Photoluminescence Features of Few-Layer Hexagonal $\alpha$-In$_2$Se$_3$

TL;DR

This study investigates the photoluminescence properties of few-layer In$_2$Se$_3$, revealing defect-related emission and stable decay times across thicknesses, contributing to understanding of its optical behavior in two-dimensional materials.

Contribution

It provides detailed analysis of photoluminescence features and decay dynamics of few-layer In$_2$Se$_3$, highlighting the stability of band structure with varying thickness.

Findings

Peak A linked to interband transitions

Peak B attributed to defects, disappearing at room temperature

Decay times remain consistent across thicknesses

Abstract

Indium (III) selenide is currently one of the most actively studied materials in the two-dimensional family due to its remarkable ferroelectric and optical properties. This study focuses on the luminescent properties of few-layer In$_2$Se$_3$ flakes with thicknesses ranging from 7 to 100 monolayers. To explore the photoluminescence features and correlate them with changes in crystal symmetry and surface potential, we employed a combination of techniques, including temperature-dependent micro-photoluminescence, time-resolved photoluminescence, Raman spectroscopy, atomic force microscopy, and Kelvin probe force microscopy. X-ray diffraction and Raman spectroscopy confirmed that the samples studied possess the $\alpha$-polytype structure. The micro-photoluminescence spectrum consists of two bands, A and B, with band B almost completely disappearing at room temperature. Temperature-dependent photoluminescence and time-resolved measurements helped us to elucidate the nature of the observed bands.

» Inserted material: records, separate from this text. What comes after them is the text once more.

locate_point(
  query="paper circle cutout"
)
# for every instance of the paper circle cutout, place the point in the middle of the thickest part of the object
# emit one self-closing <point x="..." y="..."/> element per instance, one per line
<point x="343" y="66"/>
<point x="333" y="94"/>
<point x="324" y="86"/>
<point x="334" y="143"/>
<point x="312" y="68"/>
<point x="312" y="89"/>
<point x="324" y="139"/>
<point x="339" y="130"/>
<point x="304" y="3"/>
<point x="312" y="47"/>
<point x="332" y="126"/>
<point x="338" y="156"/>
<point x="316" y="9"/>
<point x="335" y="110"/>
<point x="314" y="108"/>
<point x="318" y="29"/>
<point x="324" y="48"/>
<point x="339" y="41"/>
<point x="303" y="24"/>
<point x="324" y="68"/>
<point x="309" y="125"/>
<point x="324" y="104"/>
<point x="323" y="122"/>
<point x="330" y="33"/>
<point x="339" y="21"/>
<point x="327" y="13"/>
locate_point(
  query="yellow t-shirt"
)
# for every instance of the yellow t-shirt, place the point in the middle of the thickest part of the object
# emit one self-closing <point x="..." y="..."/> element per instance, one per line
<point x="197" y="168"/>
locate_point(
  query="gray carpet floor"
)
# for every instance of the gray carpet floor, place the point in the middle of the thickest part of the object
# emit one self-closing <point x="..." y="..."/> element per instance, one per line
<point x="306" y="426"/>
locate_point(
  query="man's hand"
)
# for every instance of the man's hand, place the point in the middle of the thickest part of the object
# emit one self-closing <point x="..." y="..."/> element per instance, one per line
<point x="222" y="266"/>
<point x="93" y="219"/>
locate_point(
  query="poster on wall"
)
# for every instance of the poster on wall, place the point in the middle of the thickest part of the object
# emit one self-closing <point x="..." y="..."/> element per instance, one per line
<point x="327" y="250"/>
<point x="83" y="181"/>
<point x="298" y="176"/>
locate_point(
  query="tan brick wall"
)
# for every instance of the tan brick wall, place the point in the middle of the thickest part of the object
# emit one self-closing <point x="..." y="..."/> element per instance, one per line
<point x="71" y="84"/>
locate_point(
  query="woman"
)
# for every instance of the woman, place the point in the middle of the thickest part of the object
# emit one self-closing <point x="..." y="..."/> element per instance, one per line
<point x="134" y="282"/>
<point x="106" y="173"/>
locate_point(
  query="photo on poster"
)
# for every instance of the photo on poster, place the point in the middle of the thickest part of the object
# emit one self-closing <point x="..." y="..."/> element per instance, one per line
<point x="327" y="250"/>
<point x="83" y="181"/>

We find that peak A is associated with emission from interband transitions in In$_2$Se$_3$, while peak B is attributed to defect-related emission. Additionally, the photoluminescence decay times of In$_2$Se$_3$ flakes with varying thicknesses were determined. No significant changes were observed in the decay components as the thickness increased from 7 to 100 monolayers, suggesting that there are no qualitative changes in the band structure.